Updated: 2017-11-30 00:04

The incredible words were spoken that evening. Ethne went into her farm-house and sat down in the parlour. She felt cold that summer evening and had the fire lighted. She sat gazing into the bright coals with that stillness of attitude which was a sure sign with her of tense emotion. The moment so eagerly looked for had come, and it was over. She was alone now in her remote little village, out of the world in the hills, and more alone than she had been since Willoughby sailed on that August morning down the Salcombe estuary. From the time of Willoughby's coming she had looked forward night and day to the one half-hour during which Harry Feversham would be with her. The half-hour had come and passed. She knew now how she had counted upon its coming, how she had lived for it. She felt lonely in a rather empty world. But it was part of her nature that she had foreseen this sense of loneliness; she had known that there would be a bad hour for her after she had sent Harry Feversham away, that all her heart and soul would clamour to her to call him back. And she forced herself, as she sat shivering by the fire, to remember that she had always foreseen and had always looked beyond it. To-morrow she would know again that they had not parted forever, to-morrow she would compare the parting of to-day with the parting on the night of the ball at Lennon House, and recognise what a small thing this was to that. She fell to wondering what Harry Feversham would do now that he had returned, and while she was building up for him a future of great distinction she felt Dermod's old collie dog nuzzling at her hand with his sure instinct that his mistress was in distress. Ethne rose from her chair and took the dog's head between her hands and kissed it. He was very old, she thought; he would die soon and leave her, and then there would be years and years, perhaps, before she lay down in her bed and knew the great moment was at hand.

There came a knock upon the door, and a servant told her that Colonel Durrance was waiting.

"Yes," she said, and as he entered the room she went forward to meet him. She did not shirk the part which she had allotted to herself. She stepped out from the secret chamber of her grief as soon as she was summoned.

She talked with her visitor as though no unusual thing had happened an hour before, she even talked of their marriage and the rebuilding of Lennon House. It was difficult, but she had grown used to difficulties. Only that night Durrance made her path a little harder to tread. He asked her, after the maid had brought in the tea, to play to him the Musoline Overture upon her violin.

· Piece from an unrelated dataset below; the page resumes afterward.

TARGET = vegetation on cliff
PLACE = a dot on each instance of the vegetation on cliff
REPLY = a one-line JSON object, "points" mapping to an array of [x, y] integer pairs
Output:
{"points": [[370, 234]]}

"Not to-night," said Ethne. "I am rather tired." And she had hardly spoken before she changed her mind. Ethne was determined that in the small things as well as in the great she must not shirk. The small things with their daily happenings were just those about which she must be most careful. "Still I think that I can play the overture," she said with a smile, and she took down her violin. She played the overture through from the beginning to the end. Durrance stood at the window with his back towards her until she had ended. Then he walked to her side.

"I was rather a brute," he said quietly, "to ask you to play that overture to-night."

"I wasn't anxious to play," she answered as she laid the violin aside.

"I know. But I was anxious to find out something, and I knew no other way of finding it out."

Ethne turned up to him a startled face.

"What do you mean?" she asked in a voice of suspense.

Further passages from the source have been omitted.